Novo livro de Viriato Soromenho-Marques: «Entre o colapso e o desenvolvimento sustentável»
Viriato Soromenho-Marques, 47 anos, é professor catedrático da Universidade de Lisboa. Foi presidente da direcção nacional da Quercus, entre 1992 e 1995. Membro do Conselho Nacional do Ambiente e do Desenvolvimento Sustentável desde 1998, e vice-presidente da rede europeia de conselhos de ambiente e desenvolvimento sustentável (EEAC-European Environmental and Sustainable Development Advisory Councils) desde 2001. Em 2004 foi um dos autores da Estratégia Nacional para o Desenvolvimento Sustentável (ENDS). Autor de uma vasta bibliografia, o Quercus-Ambiente convidou-o para uma breve entrevista a propósito da sua mais recente obra, saída no início do Verão.
Como lhe surgiu a ideia de publicar este seu mais recente livro «Metamorfoses. Entre o Colapso e o Desenvolvimento Sustentável»? A ideia surgiu a partir da compreensão de que existe um fio condutor comum em muitos dos meus escritos dos últimos anos. Com efeito este livro reúne 11 textos escritos nesse período, embora com fortes alterações e actualizações, dominados pela preocupação e a urgência do desenvolvimento sustentável. Esse tema unificador é equacionado em três perspectivas distintas: a) como grande tópico da política internacional; b) como assunto do debate político e cultural português; c) como questão central emergente no que diz respeito ao futuro da condição humana, que está hoje em causa mercê das possibilidades selectivas e eugénicas contidas nas biotecnologias.

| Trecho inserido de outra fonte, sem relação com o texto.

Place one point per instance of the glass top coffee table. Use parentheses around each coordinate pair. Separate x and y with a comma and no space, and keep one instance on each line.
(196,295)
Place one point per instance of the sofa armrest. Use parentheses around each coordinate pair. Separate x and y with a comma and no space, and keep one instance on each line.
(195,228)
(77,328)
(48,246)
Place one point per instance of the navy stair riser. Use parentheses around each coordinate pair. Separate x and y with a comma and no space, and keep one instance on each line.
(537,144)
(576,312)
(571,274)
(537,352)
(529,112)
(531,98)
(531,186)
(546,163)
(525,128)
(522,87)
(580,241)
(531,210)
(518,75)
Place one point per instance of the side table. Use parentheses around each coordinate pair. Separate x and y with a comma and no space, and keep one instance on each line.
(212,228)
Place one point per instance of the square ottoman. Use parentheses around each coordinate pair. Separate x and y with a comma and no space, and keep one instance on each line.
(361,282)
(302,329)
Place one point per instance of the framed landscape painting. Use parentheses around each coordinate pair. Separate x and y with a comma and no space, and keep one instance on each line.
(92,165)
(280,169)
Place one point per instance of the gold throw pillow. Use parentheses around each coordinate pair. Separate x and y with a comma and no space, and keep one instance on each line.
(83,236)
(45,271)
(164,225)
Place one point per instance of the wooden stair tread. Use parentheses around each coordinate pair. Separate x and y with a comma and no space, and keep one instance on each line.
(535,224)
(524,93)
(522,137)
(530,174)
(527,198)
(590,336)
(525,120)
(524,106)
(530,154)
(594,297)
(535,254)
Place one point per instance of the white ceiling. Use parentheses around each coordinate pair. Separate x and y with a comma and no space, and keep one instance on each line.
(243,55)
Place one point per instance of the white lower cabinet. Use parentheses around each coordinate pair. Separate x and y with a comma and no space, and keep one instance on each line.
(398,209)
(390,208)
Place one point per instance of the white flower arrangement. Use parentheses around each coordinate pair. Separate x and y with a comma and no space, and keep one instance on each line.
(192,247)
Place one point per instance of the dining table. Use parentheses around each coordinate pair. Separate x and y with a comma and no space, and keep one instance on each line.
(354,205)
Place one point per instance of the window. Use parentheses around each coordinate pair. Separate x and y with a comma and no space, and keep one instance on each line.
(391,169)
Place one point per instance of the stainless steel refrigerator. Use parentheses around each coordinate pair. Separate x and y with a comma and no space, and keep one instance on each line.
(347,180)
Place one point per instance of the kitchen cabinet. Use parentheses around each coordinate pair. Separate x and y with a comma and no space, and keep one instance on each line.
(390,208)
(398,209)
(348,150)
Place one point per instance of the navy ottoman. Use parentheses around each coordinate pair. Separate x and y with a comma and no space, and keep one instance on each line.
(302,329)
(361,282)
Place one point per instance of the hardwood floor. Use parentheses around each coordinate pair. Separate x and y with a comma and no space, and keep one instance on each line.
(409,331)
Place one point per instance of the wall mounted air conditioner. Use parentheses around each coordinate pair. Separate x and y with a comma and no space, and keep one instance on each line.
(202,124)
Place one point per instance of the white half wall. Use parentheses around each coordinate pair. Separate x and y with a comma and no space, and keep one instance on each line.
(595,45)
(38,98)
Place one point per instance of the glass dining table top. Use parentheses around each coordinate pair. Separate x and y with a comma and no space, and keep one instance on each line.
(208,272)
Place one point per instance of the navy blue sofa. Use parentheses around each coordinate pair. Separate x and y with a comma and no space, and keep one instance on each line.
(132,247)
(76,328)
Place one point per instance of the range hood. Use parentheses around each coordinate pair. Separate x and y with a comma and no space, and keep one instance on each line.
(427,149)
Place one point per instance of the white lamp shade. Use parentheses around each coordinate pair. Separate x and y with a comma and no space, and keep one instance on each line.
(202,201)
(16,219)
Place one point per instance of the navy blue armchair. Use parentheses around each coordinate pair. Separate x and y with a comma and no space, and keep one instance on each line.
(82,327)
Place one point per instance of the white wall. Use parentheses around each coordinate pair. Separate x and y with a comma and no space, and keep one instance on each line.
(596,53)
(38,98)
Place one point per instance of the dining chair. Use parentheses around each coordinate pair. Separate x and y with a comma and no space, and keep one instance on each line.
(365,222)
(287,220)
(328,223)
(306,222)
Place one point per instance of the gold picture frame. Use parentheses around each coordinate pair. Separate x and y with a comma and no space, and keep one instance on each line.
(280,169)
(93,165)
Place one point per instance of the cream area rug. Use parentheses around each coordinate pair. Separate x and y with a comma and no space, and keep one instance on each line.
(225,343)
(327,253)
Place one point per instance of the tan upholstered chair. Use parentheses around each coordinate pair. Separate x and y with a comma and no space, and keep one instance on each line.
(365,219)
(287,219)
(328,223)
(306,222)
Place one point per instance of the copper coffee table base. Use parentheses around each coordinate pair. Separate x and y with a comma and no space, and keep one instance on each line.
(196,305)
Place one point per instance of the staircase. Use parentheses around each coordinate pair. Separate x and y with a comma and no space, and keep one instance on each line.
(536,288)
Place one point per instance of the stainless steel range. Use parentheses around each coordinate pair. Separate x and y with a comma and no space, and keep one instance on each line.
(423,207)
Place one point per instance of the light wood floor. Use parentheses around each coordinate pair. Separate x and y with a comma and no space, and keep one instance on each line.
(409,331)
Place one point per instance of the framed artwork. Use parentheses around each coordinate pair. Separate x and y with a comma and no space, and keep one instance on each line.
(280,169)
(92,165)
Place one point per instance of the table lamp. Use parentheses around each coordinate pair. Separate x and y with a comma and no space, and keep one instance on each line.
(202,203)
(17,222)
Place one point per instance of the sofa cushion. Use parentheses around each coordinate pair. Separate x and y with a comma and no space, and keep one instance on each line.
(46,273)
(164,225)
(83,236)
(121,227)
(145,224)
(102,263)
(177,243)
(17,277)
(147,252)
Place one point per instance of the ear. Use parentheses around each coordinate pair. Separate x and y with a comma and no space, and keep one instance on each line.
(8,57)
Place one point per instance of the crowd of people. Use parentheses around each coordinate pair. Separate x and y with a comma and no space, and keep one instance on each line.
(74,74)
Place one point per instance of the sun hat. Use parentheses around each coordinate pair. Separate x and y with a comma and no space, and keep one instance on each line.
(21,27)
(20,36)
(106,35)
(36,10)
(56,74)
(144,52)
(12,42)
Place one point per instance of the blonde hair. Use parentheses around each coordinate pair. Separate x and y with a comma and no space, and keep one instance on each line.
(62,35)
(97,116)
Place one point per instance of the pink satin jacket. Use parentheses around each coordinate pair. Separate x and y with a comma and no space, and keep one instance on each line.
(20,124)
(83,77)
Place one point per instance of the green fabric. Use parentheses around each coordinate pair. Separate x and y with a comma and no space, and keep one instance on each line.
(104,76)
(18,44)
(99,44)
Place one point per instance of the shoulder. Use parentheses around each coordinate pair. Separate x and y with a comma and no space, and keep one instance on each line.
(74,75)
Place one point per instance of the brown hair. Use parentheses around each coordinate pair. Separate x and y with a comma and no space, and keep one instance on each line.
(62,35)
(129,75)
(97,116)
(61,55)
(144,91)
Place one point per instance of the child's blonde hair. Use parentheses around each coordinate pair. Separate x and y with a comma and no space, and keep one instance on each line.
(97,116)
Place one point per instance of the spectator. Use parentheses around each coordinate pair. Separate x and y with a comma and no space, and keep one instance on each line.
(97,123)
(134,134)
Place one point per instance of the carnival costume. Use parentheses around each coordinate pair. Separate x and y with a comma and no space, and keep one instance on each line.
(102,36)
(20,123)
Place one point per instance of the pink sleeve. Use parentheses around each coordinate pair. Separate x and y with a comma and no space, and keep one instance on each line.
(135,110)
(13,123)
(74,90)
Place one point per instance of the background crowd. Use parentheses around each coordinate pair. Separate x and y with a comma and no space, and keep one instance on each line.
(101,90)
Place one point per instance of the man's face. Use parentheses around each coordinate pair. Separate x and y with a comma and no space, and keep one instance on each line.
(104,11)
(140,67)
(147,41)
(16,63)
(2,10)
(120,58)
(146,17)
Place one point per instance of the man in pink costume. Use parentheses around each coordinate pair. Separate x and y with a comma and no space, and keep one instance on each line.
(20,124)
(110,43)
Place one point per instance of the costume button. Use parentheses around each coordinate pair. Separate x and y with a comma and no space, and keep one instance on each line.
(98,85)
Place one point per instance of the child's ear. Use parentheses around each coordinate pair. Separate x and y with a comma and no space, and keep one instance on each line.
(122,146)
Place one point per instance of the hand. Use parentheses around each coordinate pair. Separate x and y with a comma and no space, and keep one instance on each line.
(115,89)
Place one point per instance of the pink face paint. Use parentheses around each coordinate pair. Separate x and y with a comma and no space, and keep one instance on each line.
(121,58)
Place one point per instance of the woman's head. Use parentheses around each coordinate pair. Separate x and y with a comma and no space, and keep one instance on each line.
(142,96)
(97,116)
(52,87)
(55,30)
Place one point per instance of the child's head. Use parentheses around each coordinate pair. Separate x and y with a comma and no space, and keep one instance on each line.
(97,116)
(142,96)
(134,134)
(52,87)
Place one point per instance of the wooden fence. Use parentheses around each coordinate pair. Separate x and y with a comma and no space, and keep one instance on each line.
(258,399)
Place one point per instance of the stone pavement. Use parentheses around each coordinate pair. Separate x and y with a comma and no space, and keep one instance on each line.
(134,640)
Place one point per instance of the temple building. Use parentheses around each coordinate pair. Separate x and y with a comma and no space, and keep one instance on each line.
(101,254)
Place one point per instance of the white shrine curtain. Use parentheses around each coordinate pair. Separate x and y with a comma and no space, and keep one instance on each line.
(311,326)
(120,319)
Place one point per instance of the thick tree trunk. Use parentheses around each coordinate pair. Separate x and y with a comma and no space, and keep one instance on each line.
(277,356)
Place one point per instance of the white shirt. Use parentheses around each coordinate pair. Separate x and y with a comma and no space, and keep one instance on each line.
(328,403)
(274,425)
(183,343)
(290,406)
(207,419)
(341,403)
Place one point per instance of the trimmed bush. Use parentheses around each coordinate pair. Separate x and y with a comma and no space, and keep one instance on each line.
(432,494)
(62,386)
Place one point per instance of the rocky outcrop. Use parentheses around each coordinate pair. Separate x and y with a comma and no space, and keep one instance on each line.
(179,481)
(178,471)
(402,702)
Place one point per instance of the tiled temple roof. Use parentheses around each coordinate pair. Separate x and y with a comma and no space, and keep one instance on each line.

Por que é o tema do desenvolvimento sustentável tão urgente? Porque perdemos nos últimos anos, sobretudo desde que o principal responsável político da única superpotência decidiu enterrar a cabeça na areia em relação às alterações climáticas, a noção de que estamos a viver uma crise absolutamente essencial para o futuro da própria civilização. A alternativa a um modelo de sustentabilidade será, de facto, o colapso, com o seu cortejo de barbaridades, que incluem a guerra e a pobreza generalizadas.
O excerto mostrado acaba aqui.